You can use any ISO 639 language codes and ISO 3166 country codes. Google’s coverage with People Also Asked data is much lower in non-English languages.
Occasionally, English results will be returned as a fallback if no results for the region/language combination are provided, as there are often intent commonalities.
Customize the ChatGPT prompt
The current prompt used in the script for ChatGPT is:
- List the questions in this JSON array ${JSON.stringify(questions)} which are not answered in the text content of this page, but would make sense to answer in context to the rest of the content. Output the questions that are not answered in a JSON array of strings within an object called unanswered_questions.
There may be ways to improve output with more specific prompting related to your content by editing the part of the prompt in bold. This can be worth playing around with and seeing where you get the best output for your website.

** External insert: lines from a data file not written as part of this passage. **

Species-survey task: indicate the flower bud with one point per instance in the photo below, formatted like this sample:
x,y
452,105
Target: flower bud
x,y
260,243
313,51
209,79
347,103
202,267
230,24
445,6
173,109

To improve the output of the prompt, we have also asked ChatGPT to filter not only the unanswered questions but also the unanswered questions that might make sense to answer given the rest of the content on the page.
Warning: The beginning and end of the prompt, which are not highlighted in bold, specify specific formats, variables and objects that are used elsewhere in the script. If you change these without adjusting the script, it will likely break.
Check H1 inputs
We are prompting for People Also Asked data with the contents of the Header 1 (h1) on the target URL.
This means that if the page does not have a readable H1 tag, the script will fail, but I’m sure that, as we’re all SEOs, nobody will be in that position.
With a little coding, it is possible to change this variable to pass other parameters, such as a title tag, to fetch People Also Ask data, although our experiments have shown that H1s tend to be the best bet as they are a good description of page content.
7. Run List crawl for selected URLs
Use the Clear button at the top of the Screaming Frog interface to start a new crawl, and then select the Mode menu and change the crawl type to List.
Important: As you will be running Custom JavaScript, you must ensure your rendering mode is set to JavaScript in Configuration > Spider > Rendering or the script will not execute.
The Upload button will now let you import your list of URLs. You can simply select Paste if you copied your URLs to the clipboard as I did. If you exported them to a file, select From a File…
8. View results
Your results will be in the Custom JavaScript tab, which you can find either by clicking the down arrow to the right of the tabs and selecting Custom JavaScript’
Here, you will find your URLs, along with a list of questions based on PAAs that ChatGPT has determined have not been answered within your content and that might make sense.
Once the crawl is complete, you can use the Export button to produce a convenient spreadsheet for review.
Fit this in with your current SOPs
There are many ways to gather data to improve your content, from qualitative user feedback to looking at quantitative metrics within analytics. This is just one method.
This particular methodology is extremely useful because it can give some inspiration based on actual data while leaning into the strength of LLMs by summarising instead of generating content to put it into context.
With some extra tooling, it would be possible to build these kinds of checks in as you are producing content and even on scheduled crawls to alert content creators when new gaps appear.